Natasha Blycha's path into emerging technology law started in an unlikely place. As a gap-year volunteer teaching English and economics at a school outside Gweru, Zimbabwe, circa 2000, she was simultaneously working for a small rural law firm on constitutional questions — an experience she credits with shaping the questions that have driven her career since.

In conversation with Andile Masuku, Blycha — who co-authored the Oxford Smart Legal Contracts textbook and was named the Financial Times' Most Innovative Lawyer — traces a line from those early days to advising global banks on whether their crypto experiments were even legal, to building LexChip: technology that embeds enforceable contracts directly into AI-powered devices.

The conversation spans smart contracts (the technical kind and the legally binding kind — they're different), why crypto adoption in Nigeria and Ghana has less to do with speculation and more to do with broken banking infrastructure, and what Jensen Huang's "five-layer AI cake" means for nations trying to build sovereign AI stacks without the energy, chips, or legal infrastructure to hold them together.
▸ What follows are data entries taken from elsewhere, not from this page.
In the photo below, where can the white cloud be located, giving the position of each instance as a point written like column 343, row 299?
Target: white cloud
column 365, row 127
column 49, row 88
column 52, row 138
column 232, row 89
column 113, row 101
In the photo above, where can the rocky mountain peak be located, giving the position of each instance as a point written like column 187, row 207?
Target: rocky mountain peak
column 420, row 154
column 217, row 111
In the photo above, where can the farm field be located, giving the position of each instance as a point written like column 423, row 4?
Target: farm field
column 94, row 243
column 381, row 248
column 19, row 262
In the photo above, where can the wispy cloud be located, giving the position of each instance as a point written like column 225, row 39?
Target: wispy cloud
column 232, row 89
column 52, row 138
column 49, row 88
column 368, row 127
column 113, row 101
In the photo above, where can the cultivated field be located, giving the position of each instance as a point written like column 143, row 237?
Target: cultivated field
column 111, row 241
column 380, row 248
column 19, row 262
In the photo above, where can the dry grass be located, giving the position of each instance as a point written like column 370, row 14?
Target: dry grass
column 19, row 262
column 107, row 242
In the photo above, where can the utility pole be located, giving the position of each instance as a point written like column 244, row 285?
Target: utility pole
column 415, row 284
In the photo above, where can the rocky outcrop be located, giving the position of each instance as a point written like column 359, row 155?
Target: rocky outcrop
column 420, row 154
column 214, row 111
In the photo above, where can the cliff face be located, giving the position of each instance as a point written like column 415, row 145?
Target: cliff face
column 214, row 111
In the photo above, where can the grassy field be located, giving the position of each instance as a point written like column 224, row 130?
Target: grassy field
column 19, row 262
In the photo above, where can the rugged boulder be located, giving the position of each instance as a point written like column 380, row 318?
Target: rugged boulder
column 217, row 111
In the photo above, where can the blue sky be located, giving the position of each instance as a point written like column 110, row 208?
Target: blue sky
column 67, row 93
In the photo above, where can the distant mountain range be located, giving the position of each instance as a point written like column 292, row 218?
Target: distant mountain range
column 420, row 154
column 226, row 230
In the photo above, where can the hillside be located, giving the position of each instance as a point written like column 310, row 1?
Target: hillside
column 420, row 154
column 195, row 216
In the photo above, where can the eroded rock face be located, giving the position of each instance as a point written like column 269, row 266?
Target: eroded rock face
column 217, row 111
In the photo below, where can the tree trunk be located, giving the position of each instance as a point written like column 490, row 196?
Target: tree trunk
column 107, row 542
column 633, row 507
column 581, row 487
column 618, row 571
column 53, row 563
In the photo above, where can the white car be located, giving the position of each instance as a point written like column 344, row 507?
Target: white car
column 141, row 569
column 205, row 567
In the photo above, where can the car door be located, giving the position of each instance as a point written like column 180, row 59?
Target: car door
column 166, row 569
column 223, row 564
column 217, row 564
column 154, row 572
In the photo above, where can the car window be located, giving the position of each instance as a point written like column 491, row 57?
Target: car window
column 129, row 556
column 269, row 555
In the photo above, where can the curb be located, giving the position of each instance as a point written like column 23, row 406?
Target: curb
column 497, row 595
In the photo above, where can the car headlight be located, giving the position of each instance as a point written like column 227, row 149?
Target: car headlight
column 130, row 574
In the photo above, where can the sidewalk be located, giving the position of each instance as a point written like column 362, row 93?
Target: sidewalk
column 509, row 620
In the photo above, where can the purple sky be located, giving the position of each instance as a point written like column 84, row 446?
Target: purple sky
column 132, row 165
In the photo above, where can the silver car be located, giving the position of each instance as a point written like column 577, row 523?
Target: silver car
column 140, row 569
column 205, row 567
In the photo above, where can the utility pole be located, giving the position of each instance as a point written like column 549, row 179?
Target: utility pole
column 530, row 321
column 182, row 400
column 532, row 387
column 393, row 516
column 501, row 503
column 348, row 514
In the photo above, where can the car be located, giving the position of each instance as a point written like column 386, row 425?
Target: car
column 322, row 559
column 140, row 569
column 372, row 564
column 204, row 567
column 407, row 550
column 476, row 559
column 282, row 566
Blycha's central argument: if we can't put code in jail, and AI systems are becoming economic stakeholders that can book a million flights or displace entire workforces, then the law as currently designed has a problem. Her proposed contribution — smart legal contracts that act as referees inside AI systems, capable of stopping a device when it breaches its own rules — sits at the intersection of contract law and responsible AI.


Key insights:

  • On why this isn't Y2K: "This is so much more complicated, so much more geopolitically complicated. And if we said that Y2K didn't happen, it was one day we got to find out. What we're seeing already with AI systems is we're already getting the proof in the pudding that they are working." Blycha argues Y2K was a manageable vector of complexity compared to AI. The difference: AI systems are actively delivering on their promise, and big tech's mandate to reach AGI means we can't simply wait for one day to find out.
  • On why Africa's slower adoption might be an advantage, not a liability: "If I cannot keep the power on, am I really talking about agentic AI?" But Blycha points to a counterintuitive upside: countries without legacy infrastructure can leapfrog, just as India and parts of Africa bypassed landlines for mobile. Crypto adoption in Nigeria and Ghana demonstrates this — populations using blockchain not as a speculative instrument but as functional money in economies where traditional banking fails them.
  • On the difference between smart contracts and smart legal contracts: A smart contract is code that executes on a blockchain — "if this happens, do this." It's a technical term, not a legal one. A smart legal contract, by contrast, is a real, enforceable agreement where specific clauses are automated. Blycha uses the example of a lease where rent adjusts automatically based on CPI. The distinction matters because conflating the two obscures where legal accountability actually sits.
  • On the fundamental legal problem AI creates: "The law needs a person to ascribe responsibility to." Bitcoin was invented by someone who may not exist. Decentralised autonomous organisations insist the code is responsible, not them. But you can't put code in jail. As AI agents proliferate — booking flights, managing finances, making hiring decisions — the gap between what the technology does and who the law can hold accountable is widening faster than regulators can respond.
  • On smart legal contracts as AI's conscience: Through LexChip, Blycha's team is embedding contracts directly into AI edge devices — robotics, autonomous vehicles, hardware with embodied AI. These contracts can monitor behaviour in real time and, critically, act as a referee: stopping a device safely when it breaches its rules. "You've taken an analog thing, you've turned it into a performance-based contract and it can speak to an AI system."
  • On Ubuntu as an AI governance framework — with a warning: Blycha was moved by the Ubuntu principle of interconnectedness during a family visit to South Africa. She sees it as a potentially powerful ethical framework for AI policy — but cautions against using it as "window dressing for someone to write a wishy-washy policy that then doesn't deal with the hard stuff." The hard stuff: GPU clusters, cloud compute, sovereign data infrastructure. Values without investment are just declarations.
  • On who opposes all of this — and why: Peter Thiel and a portion of Silicon Valley divide the world into accelerators and decelerators. In their framing, lawyers like Blycha are slowing down progress toward a post-human, transhumanist future of brain-computer interfaces and infinite lifespan. Blycha's response: "This is not a lawyers versus the tech bros conversation because there is an extremely large majority of the tech bros who are also saying there is a big problem here."


Notable moments:

1. The first text message: At the Bata Club in Gweru, Zimbabwe, circa 2000 — a social venue attached to a Canadian shoe factory — Blycha saw her first SMS travel between England and Zimbabwe on a feature phone. "It wasn't a smartphone, it was a dead phone." She'd bought her flight to Zimbabwe on the day of the Y2K bug because tickets were cheap. That moment — witnessing a communication revolution in a country experiencing currency crisis and fuel shortages — frames the conversation's central question about technology adoption in constrained environments.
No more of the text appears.